One thing I forgot to do over Christmas was add another incident to my catalogue of what makes living in Britain so great. In the run-up to the holiday, of course, the queues at the Post Office grow to mosntrous sizes, which makes them even more attractive to the English to join in, just for the fun of it. I can't believe that everyone in the queue ahead me is someone who has never posted a letter before, but sometimes it seems that way. For example, this year I got into a 14 person queue, with two clerks at their windows. About 15 minutes later I was first in the queue, with a woman filling out a form, and needing help line by line, at one window, and a gentleman with a bag of Christmas cards at the other.
He pulled one small stack from his bag, took the top one off, and said 'France, please'. The stamp came, he stuck it on, took the next card: 'South Africa, please'. Then 'Australia', 'Holland', ooh another 'France', 'Ireland'...to which the clerk asked 'northern or southern Ireland...'ooh another France' and so on. At no point did it occur to the clerk, much less to him, to actually sort the cards and ask for the necessary stamps all at once. The idea that France and Holland might require the same postage might have blown either of their minds.
It's like it the old days before all the bar staff was foreign, when you were waiting at the crowded bar in a pub, or even worse, during the interval at the theatre. The person ahead of you asks for 'two pints of lager'. The English barman or maid returns with the two pints, asks, will there be anything else, and the person says,'a pint of bitter'. The process repeats, with the person asking for six more drinks, one by one before ending with a large vodka and orange juice with ice and lemon please'. The English barman would come back with the screwdriver, then say, 'anything else' go fetch the crisps, peanuts or whatever, and then try desperately to reconstitute the order in his/her head to ask for money. Finally, after waiting through all this, and somehow maintaining your status as next-to-be-served in the face of haughty elbows and waving twenty-pound notes, bar person approaches you.

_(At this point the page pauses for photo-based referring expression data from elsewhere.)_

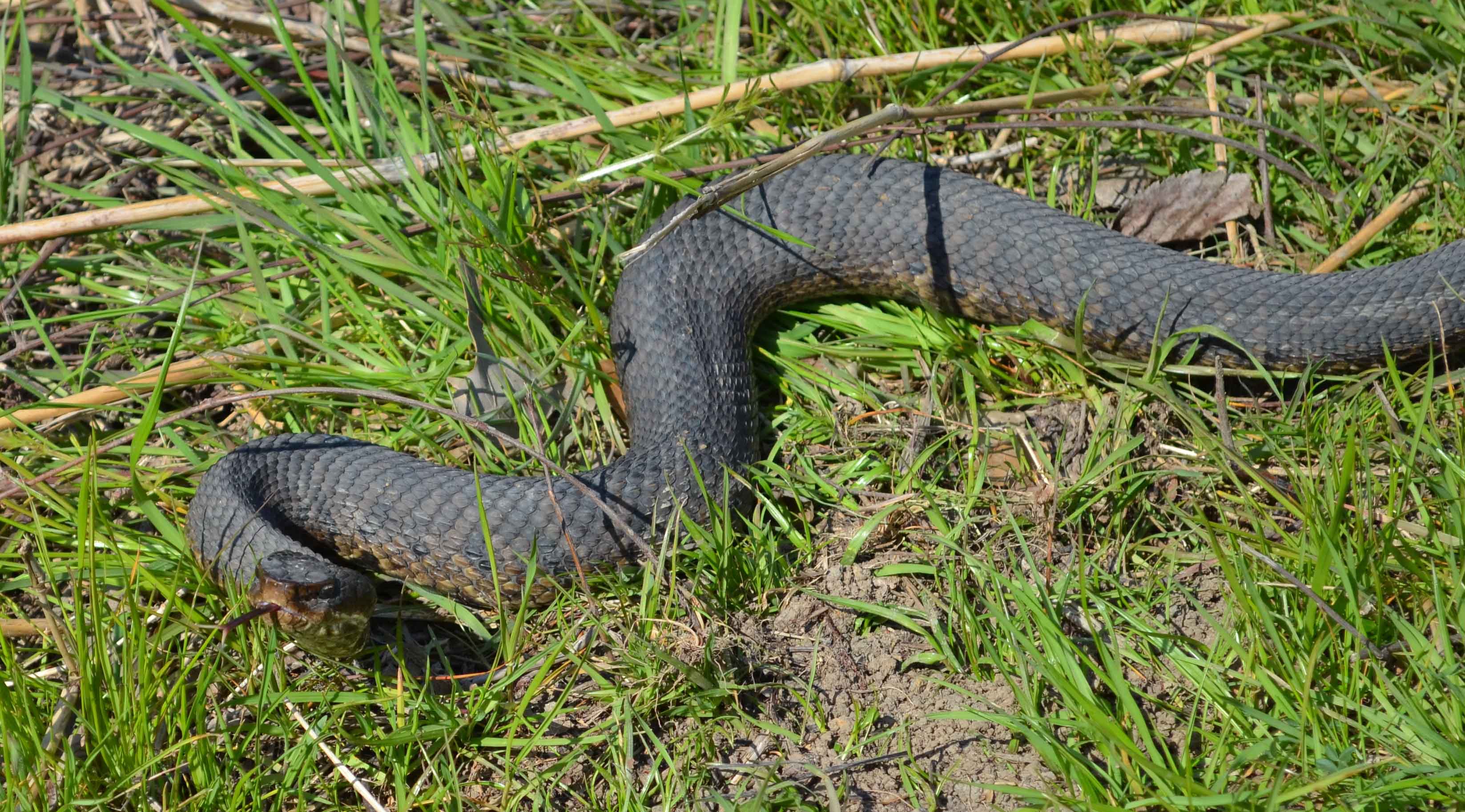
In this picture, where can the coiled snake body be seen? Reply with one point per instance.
(680, 327)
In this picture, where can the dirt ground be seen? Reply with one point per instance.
(853, 672)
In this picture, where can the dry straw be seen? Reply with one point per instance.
(394, 170)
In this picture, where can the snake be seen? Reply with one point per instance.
(301, 519)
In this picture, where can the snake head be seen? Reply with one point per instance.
(323, 607)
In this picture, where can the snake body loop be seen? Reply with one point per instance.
(680, 327)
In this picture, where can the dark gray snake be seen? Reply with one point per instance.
(680, 332)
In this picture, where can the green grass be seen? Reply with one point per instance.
(1050, 579)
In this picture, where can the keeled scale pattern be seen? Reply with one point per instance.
(680, 327)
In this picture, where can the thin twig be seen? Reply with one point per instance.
(393, 170)
(1375, 651)
(1403, 203)
(1266, 177)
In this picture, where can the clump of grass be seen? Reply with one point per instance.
(1058, 568)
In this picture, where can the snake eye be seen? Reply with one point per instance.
(322, 606)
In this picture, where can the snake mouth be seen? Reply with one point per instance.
(326, 609)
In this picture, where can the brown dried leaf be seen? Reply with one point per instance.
(1186, 209)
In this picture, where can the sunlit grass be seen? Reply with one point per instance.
(1020, 565)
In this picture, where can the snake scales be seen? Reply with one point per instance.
(680, 327)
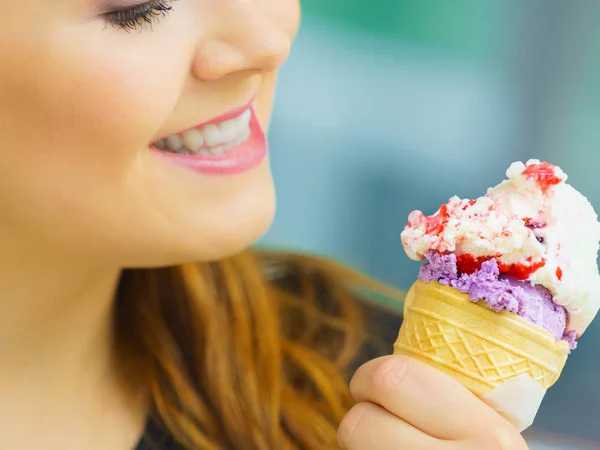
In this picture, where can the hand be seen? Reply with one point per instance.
(405, 404)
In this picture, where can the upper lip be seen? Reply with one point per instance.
(218, 119)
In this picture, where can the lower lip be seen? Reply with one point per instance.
(242, 158)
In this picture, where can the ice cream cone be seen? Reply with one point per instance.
(477, 346)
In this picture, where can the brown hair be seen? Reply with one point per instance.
(250, 352)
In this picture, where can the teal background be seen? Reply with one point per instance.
(391, 105)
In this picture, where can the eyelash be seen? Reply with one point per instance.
(138, 16)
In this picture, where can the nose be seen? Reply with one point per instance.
(245, 40)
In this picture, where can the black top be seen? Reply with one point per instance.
(383, 322)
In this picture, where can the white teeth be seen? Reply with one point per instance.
(212, 135)
(244, 119)
(210, 140)
(193, 140)
(229, 129)
(174, 143)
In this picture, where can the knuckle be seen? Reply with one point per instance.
(353, 423)
(393, 372)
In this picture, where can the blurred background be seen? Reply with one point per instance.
(391, 105)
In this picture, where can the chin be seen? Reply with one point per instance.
(217, 234)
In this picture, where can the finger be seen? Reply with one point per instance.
(424, 397)
(369, 426)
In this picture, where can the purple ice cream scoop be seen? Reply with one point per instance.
(533, 303)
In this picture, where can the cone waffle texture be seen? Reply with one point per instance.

Thinking you are being kinder to them, as well as saving time, you say 'two pints of bitter, a pint of lager, half a shandy, a large whiskey, and a pint of Guiness please'. The bar person draws the two pints of bitter, comes back, puts them down and says, 'what was the rest?' You repeat the order, he/she comes back with the shandy and says 'was that a bitter or a lager?' The lager arrives, then 'was there anything else?' And only after fetching the whiskey, which has to be poured through a British automatic measuring system, twice, to ensure no one gets a drop more than the legal minimum, does he/she start the Guiness, which of course takes three times as long as anything else to pour.
Now at this point there are two paths we can take, depending on how English the server actually is. The purist will simply hover lovingly over the Guiness, not serving any of the other people frantically trying to get attention (not to mention drinks), nor taking your payment, but just gazing admiringly at the slowness with which the dark liquid eases its way into the glass. But the slightly more active, or more xenophobic, Englisher will see this as an opportunity to leave you, and the Guiness, hanging, while serving other people. Eventually,having stopped the tap to let the Guiness settle, coming back to top it off, then going away again before delivering it, and taking your money, then finishing off the next customer before returning with your change.
You could try saying 'I'm in a hurry, I've got Christmas cards to post' but it wouldn't have done any good.